I scraped the lyrics twice. For text analysis in Tableau I needed each line in a separate row and for sentiment analysis (more on this later) I wanted to have the text of the whole song in a single row.
Preparing data for Tableau
After training import.io’s crawler to separate each line into its own row, this is what I got:
What I eventually wanted to end up with was each word in a separate row. To achieve this, I took the data to Tableau and used the INDEX() function to number each line, Restarting Every song. I copied the resulting crosstab back to Excel and used Excel’s Text-to-Columns command to split each line into words, using space as a delimiter. I then added numbering to each column of words:
From there, I relied on Tableau’s free data reshape tool to convert my wide data into a long format. This gave me the table like below, with each word identified by the line number and the word’s location in the line. The only thing lost in translation were paragraph breaks between verses, but I can live with that.
If you were paying attention, you may have noticed that I added 2 additional columns: pct_before (for punctuation preceding the word) and pct_after (for punctuation following the word). I’d like to credit Robert Rouse for this method of treating punctuation in data prep.
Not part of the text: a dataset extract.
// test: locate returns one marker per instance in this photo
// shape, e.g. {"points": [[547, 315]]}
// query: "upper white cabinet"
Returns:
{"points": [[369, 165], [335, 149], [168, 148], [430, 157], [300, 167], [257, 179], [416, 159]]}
He did some fantastic work with his visualization of Bible text and I got many great ideas by digging into his viz.
Separating but keeping punctuation marks is important if you want to analyze raw words while retaining the ability to properly display your text in Tableau, by concatenating raw words with the punctuation marks.
Okay, so we can now analyze our lyric statistics in Tableau, but how can we assess the mood and emotion of the song? R to the rescue! As I mentioned, for sentiment analysis I needed each song as a long string (one song per row). That is the data input format required by R. Bora Beran writes more on his blog about running an R sentiment package from within Tableau, but for a Tableau Public viz I had to do my analysis in R, and plug the results into Tableau. What the R sentiment package does (download it here), is it cross-references the words analyzed against its built in database of over 6000 words classified as positive, negative, or neutral, compiles results for the whole string (a song in our case) and uses fancy statistics to best fit a single descriptor to your text. The database of words is just a text file and you can add your own words and their sentiment to the database to adapt the package to your data set, especially if the text you are analyzing contains uncommon words, or word combinations.
Below is the R code that reads in the data file (two column CSV with the song name and lyrics), strips punctuation marks, numbers, and converts all words to lowercase, runs its classification, and outputs the results to a new CSV.
# load library
# load data
data <- read.csv("words.csv")
# remove numbers
data[,2] = gsub("[[:digit:]]", "", data[,2])
# remove punctuation
data[,2] = gsub("[[:punct:]]", "", data[,2])
# convert to lowercase
data[,2] = tolower(data[,2])
# classify emotion
class_emo = classify_emotion(data, algorithm="bayes", prior=1.0)
# get best fit
emotion = class_emo[,7]
# classify polarity
class_pol = classify_polarity(data, algorithm="bayes")
# get best fit
polarity = class_pol[,4]
sentiment = cbind(data, emotion, polarity)
The rest was Tableau fun and the result is below. I hope you’ll enjoy.